Car son métier rendait la haine à son encontre… Explicable. Non justifiable mais bien explicable. Exécuter la justice, exercer un métier d'autorité attisait la haine – lorsque l'on dégottait un de ces postes « en haut », c'était pire. Et Noah n'était rien de moins que le shérif de Beacon Hills. Des criminels, il en avait mis des tas derrière les barreaux depuis le temps qu'il était en fonction. Un membre des forces de l'ordre et notamment l'une de ses figures représentatives… Ça attisait forcément la haine, multipliait la rancœur… Et augmentait les risques d'agression par ceux qui lui en voulaient d'avoir réussi à les arrêter. Qu'y pouvait Noah Stilinski ? Il n'avait fait que son travail – et c'était bien ça le problème. Ainsi, ces hommes étaient sans doute d'anciens détenus, ou bien des connaissances de certains. Leur but ? Ou le tuer, ou lui faire payer son hypothétique précédente réussite les concernant. Dans tous les cas, Noah était dans de beaux draps. Il continuait cependant d'espérer sincèrement que Stiles s'était mis en sécurité et avait appelé du monde.
La suite le détrompa. Car il y eut un bruit sourd au loin, un bruit que Noah ne perçut pas pour la simple et bonne raison que son esprit était complètement tourné vers cette arme qui le rendait on ne peut plus obéissant et dont un doigt pouvait enclencher le mécanisme de tir à tout moment. Mais ce furent de faibles gémissements qui attirèrent son attention.

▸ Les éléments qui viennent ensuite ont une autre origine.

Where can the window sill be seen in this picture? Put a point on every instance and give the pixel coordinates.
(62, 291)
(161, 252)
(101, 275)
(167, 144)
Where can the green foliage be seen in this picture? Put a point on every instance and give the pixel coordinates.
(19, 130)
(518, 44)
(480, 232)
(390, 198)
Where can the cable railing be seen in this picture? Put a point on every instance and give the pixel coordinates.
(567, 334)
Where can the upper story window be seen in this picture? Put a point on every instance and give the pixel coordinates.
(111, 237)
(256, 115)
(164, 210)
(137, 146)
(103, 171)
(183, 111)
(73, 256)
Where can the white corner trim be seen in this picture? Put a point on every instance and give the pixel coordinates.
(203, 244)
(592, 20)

- On a tiré le gros lot ce soir, fit un autre homme, derrière lui.
Menacé par l'individu face à lui, Noah n'osa pas tourner la tête pour vérifier ce qu'il avait, au final, peur de voir. Stiles n'était quand même pas resté, si ?
L'un des intrus, dans le fond de la cuisine, ricana vulgairement et l'éclaira malgré lui :
- Le père et le fils… Très belle prise.